HRH Prince Charles, the Patron of ITF, recently launched the Great Reset Project. Its urgent mission is to make our economic and social system fair, sustainable and resilient. At the launch, HRH Prince Charles said this:

“In order to secure our future and to prosper, we need to evolve our economic model and put people and planet at the heart of global value creation. If there is one critical lesson to learn from this crisis, it is that we need to put nature at the heart of how we operate. We simply can’t waste more time”.  

But how do we make this change, at scale, while meeting the nutritional needs of a growing and increasingly vulnerable population? Well, this is what ITF does. Our partners can show us how.

The special role of trees

The improvements in agriculture over last 60-70 years came with what are often described as ‘inevitable trade-offs’, such as wildlife habitat and biodiversity loss, large scale land degradation, depletion of water resources, and the domination in agriculture of industrial techniques like monocropping. This is entirely unsustainable, and is certainly not inevitable. 

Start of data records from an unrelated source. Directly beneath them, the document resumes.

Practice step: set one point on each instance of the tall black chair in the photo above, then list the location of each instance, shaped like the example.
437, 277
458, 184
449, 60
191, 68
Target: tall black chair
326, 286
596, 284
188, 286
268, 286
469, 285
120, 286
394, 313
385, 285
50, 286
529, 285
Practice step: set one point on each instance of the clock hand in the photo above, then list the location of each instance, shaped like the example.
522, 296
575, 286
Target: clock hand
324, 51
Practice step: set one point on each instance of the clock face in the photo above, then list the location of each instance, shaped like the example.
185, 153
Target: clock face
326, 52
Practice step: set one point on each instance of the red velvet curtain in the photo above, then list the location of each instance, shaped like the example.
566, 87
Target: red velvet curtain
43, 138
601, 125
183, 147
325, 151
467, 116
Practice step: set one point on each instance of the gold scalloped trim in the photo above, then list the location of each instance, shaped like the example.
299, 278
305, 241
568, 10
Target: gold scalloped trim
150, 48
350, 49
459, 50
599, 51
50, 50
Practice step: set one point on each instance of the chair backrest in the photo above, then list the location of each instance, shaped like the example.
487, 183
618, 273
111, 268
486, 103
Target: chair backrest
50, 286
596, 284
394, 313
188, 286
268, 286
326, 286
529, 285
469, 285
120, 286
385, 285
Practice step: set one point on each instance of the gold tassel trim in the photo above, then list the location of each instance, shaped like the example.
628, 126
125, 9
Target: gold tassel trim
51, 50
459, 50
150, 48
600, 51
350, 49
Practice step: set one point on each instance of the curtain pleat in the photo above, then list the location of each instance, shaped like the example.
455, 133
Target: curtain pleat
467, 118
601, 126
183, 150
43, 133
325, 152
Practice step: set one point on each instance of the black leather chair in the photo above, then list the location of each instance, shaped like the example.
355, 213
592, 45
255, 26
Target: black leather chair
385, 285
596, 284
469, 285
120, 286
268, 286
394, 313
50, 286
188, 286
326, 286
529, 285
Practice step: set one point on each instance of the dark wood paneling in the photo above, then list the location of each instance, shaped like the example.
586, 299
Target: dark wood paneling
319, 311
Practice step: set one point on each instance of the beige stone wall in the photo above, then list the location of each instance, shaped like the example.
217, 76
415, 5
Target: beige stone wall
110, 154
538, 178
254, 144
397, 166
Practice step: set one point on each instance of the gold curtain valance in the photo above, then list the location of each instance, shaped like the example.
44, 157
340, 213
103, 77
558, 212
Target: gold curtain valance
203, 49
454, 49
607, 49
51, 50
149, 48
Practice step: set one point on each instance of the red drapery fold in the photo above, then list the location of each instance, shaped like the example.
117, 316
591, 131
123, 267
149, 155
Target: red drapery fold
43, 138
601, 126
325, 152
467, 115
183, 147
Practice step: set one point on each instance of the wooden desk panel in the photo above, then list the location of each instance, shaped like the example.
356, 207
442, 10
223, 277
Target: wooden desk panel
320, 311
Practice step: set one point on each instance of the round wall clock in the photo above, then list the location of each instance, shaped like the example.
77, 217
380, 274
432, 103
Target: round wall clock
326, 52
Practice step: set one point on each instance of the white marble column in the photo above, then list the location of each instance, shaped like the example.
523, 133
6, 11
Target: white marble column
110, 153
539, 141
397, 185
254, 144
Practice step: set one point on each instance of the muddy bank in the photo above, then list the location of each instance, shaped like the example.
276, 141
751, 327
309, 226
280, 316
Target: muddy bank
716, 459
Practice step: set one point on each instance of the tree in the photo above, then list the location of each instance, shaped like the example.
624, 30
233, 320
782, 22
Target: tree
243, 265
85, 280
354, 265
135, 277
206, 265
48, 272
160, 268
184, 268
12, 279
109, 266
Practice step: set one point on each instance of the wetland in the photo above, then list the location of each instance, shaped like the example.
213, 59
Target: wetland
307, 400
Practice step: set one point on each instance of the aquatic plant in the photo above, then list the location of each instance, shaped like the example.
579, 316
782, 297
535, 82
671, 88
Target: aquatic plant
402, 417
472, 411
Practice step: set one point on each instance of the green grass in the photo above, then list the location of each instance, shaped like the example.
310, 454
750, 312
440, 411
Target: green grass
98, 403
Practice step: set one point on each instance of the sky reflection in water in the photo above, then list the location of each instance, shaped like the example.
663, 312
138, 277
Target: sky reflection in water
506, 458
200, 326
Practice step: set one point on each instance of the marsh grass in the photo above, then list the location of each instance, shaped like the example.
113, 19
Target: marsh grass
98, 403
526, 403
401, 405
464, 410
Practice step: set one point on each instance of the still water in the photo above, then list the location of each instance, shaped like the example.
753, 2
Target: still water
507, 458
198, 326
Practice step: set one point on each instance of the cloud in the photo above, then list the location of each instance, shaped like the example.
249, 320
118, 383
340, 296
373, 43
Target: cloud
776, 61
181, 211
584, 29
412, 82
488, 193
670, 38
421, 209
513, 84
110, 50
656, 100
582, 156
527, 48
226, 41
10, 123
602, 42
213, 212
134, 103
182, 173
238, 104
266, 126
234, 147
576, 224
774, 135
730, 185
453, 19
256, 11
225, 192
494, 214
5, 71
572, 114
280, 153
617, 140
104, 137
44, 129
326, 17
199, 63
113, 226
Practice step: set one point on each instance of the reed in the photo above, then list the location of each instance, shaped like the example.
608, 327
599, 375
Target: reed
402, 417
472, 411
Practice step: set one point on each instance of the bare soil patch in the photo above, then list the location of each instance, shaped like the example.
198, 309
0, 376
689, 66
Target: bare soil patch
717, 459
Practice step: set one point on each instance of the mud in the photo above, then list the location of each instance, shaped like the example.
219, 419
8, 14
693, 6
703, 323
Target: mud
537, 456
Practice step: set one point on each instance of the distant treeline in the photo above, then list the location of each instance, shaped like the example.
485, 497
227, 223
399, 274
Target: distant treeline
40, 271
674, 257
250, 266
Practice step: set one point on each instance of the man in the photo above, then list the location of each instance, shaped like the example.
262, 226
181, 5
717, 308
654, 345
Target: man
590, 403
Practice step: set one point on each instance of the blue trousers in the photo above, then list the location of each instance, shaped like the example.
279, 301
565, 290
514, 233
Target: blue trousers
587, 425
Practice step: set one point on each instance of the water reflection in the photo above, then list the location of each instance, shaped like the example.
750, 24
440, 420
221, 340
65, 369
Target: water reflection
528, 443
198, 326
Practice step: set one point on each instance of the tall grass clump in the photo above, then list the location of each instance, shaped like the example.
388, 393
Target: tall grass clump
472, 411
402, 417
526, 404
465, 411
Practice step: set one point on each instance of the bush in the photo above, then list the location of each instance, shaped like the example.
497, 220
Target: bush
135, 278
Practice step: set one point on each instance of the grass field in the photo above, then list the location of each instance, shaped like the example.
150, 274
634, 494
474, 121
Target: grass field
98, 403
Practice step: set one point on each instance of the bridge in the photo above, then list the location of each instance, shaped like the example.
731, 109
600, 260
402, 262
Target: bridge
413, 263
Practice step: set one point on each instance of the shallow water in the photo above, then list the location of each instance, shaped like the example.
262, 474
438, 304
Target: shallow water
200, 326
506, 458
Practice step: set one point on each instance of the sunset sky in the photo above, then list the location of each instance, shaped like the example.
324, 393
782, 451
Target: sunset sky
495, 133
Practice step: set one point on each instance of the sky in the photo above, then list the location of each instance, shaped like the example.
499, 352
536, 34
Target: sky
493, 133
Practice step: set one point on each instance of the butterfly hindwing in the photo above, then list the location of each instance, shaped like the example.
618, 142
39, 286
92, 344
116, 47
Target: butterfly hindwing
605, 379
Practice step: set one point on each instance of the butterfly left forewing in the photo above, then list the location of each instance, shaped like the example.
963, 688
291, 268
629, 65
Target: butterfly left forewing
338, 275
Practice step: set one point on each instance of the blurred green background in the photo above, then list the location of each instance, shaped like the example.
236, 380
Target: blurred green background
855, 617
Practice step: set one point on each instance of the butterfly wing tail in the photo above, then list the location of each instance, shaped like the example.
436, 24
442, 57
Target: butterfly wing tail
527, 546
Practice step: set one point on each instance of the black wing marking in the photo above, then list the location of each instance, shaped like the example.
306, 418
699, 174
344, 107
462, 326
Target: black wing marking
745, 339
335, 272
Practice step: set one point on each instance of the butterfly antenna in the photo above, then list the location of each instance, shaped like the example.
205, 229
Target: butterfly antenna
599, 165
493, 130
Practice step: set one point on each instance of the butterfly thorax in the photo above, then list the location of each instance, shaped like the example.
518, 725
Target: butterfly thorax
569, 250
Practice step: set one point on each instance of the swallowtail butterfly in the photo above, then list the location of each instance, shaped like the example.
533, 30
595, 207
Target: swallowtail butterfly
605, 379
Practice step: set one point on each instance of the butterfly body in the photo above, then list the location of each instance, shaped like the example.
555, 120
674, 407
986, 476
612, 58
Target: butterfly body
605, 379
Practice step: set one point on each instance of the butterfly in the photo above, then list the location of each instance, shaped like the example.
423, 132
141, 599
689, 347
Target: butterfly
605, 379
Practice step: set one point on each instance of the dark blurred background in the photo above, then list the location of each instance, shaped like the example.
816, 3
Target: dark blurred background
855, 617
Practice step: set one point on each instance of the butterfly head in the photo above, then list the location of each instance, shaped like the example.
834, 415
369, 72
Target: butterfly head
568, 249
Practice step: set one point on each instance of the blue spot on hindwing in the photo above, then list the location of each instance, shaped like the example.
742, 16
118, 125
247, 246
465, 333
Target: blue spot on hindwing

Food security is possible with sustainable agricultural techniques. And many ITF partners are showing us how: how trees/ agroforestry can help to transform community level agriculture into a system that puts “people and planet at the heart of global value creation”. Partnerships such as Agrointroductions in Ghana are showing how shifting to agroforestry techniques, even in semi-arid regions, can reverse land degradation and increase farm productivity. Using agroforestry, farmers can reverse the natural losses modern agricultural techniques have caused, and break the cycle in which poverty drives land degradation, and land degradation drives poverty. 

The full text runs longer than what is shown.